True lies
This week: why is Keir Starmer like Harold Wilson, a map of regional identities, and some thoughts on the true meaning of Christmas.
It is getting harder and harder to avoid the obvious conclusion: Sir Keir Starmer is a liar. Not in the sense of having uttered a few porkies – he has, but come on, we’ve all done that – but in a broader, more character-judgement-y one. Keir Starmer is intensely relaxed about not really telling the truth.
The specific fib that’s moved me to write this down came on the Today Programme on Monday morning. Would rejoining the single market help with Britain’s growth, the Labour leader was asked? “No, at this stage I don’t think it would,” he asked, “and there’s no case for going back to the EU or going back into the single market.” Luckily for us, he had an alternative proposal at his fingertips: “I do think there’s a case for a better Brexit. I do think there’s a very good case for making Brexit work.” Thanks, Keir, what would we do without you.
Look, we all know what’s going on here. Yes, Brexit has added 6% to household food bills and eaten into GDP, and most of the public now regret doing it; but those who don’t are thought to include the older voters Labour needs to win back in its traditional Red Wall heartlands. So Starmer – once perceived as one of the more pro-European members of Jeremy Corbyn’s shadow cabinet – is ruthlessly trying to shut down all suggestions that he might have thought Brexit was a stupid thing to do. It’s an entirely tactical move.
And who’s to say it’s even wrong? Being erroneously perceived as a Remain party hurt Labour’s chances back in 2019: if you think, as the leader of the Labour party presumably does, that the most important thing right now is steering the party to an election victory, then maybe this is the right choice.
But it does, as a side effect, mean we don’t have the faintest idea what his government’s Brexit policy will actually look like. I’ve assumed for a while that “making Brexit work” would mean negotiating an I Can’t Believe It’s Not The Single Market sort of deal, but that seems unlikely to happen without a Tesco Value Freedom Of Movement scheme to go with it, and Starmer currently has his face set against that, too. Does that mean he really has hardened his pro-Brexit stance, just as the country starts doing the political equivalent of looking at the EU’s Instagram profile, thinking of what used to be? Or is he just lying about that, instead? We’ve no way of knowing.

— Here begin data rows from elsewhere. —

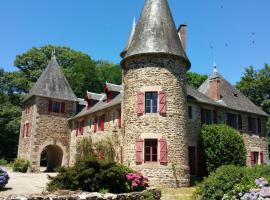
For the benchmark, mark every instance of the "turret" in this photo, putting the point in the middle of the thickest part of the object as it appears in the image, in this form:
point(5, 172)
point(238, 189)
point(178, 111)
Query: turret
point(154, 98)
point(44, 127)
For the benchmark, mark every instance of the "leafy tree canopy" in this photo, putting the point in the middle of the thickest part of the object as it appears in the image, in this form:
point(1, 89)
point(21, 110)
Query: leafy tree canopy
point(81, 71)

Readers of a certain political temperament may be struck by the fact I’m only writing this now Starmer has turned against what is broadly my own bit of politics, and that I didn’t bother during the previous two years when he was doing much the same to the left. It’s true that Starmer made a bunch of left-baiting promises during his leadership campaign – on taxing the rich, economic justice, migrants’ rights and so on – which he’s edged away from ever since. This, too, makes sense as a tactic, which is one reason it was applauded by some of the very people who are now absolutely furious that he’s done the same to them.
The – or at least, a – reason I’m writing this now, though, is because the fact he’s done it to both sides suggests to me it isn’t just tactics, but strategy. Something else Starmer did during the 2020 leadership race was to name Harold Wilson as his favourite Labour leader of the last half century.